Jeanine Shimer recalled taking her daughter Ruby, then 5, for a ride over the snow in 20011 after a storm heaped 21-inches of snow on the area.
On Feb. 2, they were back at it, taking advantage of another major snow fall.
Only this time, Jeanine noticed a difference as she tried to tug Ruby in her yellow saucer sled over snow banks on the west side of Sheridan Road.
“She’s heavier,” she said.
The two had ridden a shuttle bus to Jeanine’s office at Northwestern University and were ambitiously seeking to make the return trip on foot to their home in the Main Street area.
Other residents were digging out or just staying indoors a day after a storm dumped 20-inches of snow on Evanston, the fifth highest in Chicago weather history, according to the National Weather Service.
City officials declared a snow route parking ban for primary streets Feb. 1, and followed that by putting into effect snow emergency parking rules for Feb. 2 and 3, keeping the option of extending the ban further based on how the cleanup goes.
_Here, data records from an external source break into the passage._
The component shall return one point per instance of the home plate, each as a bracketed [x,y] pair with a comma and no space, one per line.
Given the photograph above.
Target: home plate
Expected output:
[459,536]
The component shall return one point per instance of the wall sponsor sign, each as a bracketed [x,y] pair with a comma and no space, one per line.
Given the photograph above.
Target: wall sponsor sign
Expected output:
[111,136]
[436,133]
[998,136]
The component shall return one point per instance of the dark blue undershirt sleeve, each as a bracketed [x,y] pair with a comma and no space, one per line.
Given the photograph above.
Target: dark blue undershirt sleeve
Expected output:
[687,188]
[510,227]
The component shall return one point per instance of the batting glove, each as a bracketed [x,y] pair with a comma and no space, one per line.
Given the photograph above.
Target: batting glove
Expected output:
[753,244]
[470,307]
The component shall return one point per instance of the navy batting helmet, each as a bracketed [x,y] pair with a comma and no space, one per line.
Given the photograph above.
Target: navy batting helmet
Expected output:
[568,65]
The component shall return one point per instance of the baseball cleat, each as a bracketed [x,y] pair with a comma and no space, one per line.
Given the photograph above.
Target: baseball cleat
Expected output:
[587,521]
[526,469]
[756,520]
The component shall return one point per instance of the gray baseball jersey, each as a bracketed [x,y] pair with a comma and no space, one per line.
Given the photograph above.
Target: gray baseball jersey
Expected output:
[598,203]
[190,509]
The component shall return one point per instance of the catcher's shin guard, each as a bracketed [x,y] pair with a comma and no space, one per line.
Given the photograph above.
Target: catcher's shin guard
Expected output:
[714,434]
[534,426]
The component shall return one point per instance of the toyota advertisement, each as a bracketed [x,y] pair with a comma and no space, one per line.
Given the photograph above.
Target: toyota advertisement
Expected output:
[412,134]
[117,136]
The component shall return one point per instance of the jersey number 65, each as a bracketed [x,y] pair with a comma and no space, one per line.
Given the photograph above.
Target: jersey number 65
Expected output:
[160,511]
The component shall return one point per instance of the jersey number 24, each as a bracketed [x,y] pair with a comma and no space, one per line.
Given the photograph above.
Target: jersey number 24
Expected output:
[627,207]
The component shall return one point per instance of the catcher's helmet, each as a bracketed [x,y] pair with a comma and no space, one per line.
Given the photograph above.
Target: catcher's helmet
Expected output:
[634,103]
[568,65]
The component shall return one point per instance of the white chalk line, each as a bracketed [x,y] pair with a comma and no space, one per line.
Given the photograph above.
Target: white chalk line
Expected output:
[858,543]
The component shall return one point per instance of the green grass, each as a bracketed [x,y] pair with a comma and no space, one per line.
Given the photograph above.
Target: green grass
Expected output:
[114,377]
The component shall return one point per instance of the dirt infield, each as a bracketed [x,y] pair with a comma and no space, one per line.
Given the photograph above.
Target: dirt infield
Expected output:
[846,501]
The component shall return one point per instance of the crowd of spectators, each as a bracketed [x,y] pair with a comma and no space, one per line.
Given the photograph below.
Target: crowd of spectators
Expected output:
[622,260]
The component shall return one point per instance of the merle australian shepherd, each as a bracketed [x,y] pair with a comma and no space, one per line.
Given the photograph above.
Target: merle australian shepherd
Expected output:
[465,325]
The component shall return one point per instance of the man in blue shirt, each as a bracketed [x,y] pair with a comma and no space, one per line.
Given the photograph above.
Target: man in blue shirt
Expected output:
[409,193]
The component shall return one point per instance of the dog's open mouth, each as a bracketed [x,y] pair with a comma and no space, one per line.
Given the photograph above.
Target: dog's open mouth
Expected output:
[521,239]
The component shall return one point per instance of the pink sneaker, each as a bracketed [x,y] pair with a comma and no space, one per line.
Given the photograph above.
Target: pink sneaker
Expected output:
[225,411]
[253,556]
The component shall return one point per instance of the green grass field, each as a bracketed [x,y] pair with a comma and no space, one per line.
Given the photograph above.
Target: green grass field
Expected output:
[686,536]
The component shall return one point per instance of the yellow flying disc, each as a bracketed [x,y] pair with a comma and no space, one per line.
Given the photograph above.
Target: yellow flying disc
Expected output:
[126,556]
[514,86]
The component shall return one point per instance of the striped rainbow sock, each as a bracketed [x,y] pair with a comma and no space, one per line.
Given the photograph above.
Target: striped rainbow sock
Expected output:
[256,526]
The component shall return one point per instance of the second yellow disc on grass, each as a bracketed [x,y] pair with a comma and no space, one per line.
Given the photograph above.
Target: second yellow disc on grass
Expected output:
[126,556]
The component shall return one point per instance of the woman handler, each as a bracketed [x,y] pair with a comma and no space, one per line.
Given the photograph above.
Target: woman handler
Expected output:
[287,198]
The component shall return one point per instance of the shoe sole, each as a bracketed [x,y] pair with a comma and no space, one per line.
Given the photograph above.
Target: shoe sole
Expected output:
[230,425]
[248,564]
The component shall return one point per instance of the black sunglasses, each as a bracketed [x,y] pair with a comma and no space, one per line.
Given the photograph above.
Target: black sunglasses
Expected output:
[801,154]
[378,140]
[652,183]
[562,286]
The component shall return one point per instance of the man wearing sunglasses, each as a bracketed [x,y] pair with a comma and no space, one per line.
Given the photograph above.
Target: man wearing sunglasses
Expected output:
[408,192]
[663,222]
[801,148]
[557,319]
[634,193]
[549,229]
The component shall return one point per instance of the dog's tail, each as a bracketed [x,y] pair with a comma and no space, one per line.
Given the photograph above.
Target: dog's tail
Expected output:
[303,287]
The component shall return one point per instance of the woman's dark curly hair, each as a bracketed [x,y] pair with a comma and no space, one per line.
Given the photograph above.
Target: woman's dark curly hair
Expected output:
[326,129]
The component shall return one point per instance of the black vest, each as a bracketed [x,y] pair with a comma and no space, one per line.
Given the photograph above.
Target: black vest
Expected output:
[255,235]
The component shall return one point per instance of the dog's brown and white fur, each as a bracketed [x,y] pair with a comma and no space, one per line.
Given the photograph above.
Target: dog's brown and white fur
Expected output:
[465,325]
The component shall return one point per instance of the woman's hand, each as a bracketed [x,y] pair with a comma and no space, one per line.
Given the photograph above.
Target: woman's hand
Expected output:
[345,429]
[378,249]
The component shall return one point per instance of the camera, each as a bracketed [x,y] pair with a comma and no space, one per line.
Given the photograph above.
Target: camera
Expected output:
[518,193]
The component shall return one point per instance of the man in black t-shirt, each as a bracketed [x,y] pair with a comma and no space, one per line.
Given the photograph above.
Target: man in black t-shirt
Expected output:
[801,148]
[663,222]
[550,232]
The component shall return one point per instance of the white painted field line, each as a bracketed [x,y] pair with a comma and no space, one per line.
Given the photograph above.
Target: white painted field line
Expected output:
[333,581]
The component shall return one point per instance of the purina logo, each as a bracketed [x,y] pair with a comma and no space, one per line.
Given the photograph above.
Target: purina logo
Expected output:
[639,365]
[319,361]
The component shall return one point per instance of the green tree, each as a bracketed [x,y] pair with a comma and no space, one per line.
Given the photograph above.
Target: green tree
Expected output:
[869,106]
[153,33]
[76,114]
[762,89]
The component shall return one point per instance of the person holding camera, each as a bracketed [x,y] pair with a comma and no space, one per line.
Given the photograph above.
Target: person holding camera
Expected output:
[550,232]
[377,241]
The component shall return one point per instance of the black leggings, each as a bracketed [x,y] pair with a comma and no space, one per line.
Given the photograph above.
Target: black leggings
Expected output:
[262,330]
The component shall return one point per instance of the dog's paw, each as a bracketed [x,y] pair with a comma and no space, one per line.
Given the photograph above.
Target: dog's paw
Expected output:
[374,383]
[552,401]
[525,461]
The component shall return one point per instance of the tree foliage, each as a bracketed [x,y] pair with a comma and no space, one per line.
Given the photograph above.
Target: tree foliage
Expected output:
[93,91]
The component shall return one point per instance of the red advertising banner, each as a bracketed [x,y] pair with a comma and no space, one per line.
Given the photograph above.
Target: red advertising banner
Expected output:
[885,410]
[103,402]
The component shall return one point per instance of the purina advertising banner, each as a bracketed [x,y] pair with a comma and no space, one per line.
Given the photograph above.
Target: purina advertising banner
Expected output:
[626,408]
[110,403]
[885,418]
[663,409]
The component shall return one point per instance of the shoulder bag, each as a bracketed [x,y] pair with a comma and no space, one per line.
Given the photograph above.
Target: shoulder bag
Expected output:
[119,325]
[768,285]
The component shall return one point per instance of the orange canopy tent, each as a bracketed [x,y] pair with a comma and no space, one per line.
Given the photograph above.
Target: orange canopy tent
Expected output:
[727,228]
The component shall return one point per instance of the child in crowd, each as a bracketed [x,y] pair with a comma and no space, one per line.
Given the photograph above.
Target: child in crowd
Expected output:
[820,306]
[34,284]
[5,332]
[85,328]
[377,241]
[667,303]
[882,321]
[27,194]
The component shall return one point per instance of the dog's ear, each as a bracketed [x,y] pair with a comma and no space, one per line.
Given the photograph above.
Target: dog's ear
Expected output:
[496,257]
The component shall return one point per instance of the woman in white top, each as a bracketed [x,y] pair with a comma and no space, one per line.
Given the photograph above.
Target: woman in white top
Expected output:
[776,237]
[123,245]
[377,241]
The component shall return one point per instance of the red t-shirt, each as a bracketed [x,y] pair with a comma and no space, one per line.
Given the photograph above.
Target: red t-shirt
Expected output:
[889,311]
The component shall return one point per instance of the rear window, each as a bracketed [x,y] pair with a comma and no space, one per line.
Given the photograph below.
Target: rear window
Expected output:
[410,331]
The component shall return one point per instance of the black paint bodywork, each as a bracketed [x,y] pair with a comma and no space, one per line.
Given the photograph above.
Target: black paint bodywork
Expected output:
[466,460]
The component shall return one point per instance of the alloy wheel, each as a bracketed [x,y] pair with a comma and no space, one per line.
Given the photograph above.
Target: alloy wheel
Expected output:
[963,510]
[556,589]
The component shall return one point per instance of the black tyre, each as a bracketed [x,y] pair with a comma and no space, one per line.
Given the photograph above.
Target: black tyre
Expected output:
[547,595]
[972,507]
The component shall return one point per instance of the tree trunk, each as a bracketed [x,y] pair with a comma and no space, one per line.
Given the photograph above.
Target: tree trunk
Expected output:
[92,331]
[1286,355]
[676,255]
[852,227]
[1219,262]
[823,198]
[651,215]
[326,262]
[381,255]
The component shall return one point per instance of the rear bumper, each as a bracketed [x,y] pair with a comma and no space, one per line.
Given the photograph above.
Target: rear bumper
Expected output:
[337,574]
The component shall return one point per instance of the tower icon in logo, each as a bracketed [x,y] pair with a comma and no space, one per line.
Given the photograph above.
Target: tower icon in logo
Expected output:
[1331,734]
“Today’s snow emergency will allow for more efficient curb-to-curb plowing in residential areas,” said James Maiworm, the city’s assistant public works superintendent in an e-mail Monday morning. “The majority of Evanston crews will be working residential streets with the objective of cleared curb-to-curb streets.”
Business district cleanups have started, he said, and will continue each night this week until all the parking surfaces and meters are opened up, said Maiworm.
Recycling and solid waste pickups will occur but, because of the volume of snow, will probably see some delays, said Maiworm, who couldn’t be reached later for follow up comment.
On the 1700 block of Lake Street, just east of the high school, Samson Campbell, Jr., made considerable headway Monday afternoon, clearing snow from his vehicle.
Speaking of weather history, Campbell has lived it.
He was driving a truck at the time of the record-breaking 1967 storm, hauling bomb bases to a factory to have them plated during the Viet Nam era.
“It worked out real good,” he recalled. “My truck was loaded. I couldn’t get to the dock. My dispatcher said ‘if you can make it home, take the truck home.’ I was able to drive all the way into Evanston over on Ashland where I was living, with those bomb bases,” he said. “Once they got there they stuck there for about a week and a half.
“I saw all these people walking, in the middle of the street,” he remembered. “And then I said ‘I wonder what’s going on. Then I looked over to my right side and there’s a CTA bus driver walking,” he said.
That drove home the enormity of the storm. “I said, are they [riders] going to be disappointed. They’re waiting for a bus and here comes the driver walking.”
Campbell took this year’s storm more in stride.
“I had a lot of activity I had to do Sunday. I got a call that said it’s all canceled and I just went and made myself a nice cup of coffee, put on the stereo and listened to music.”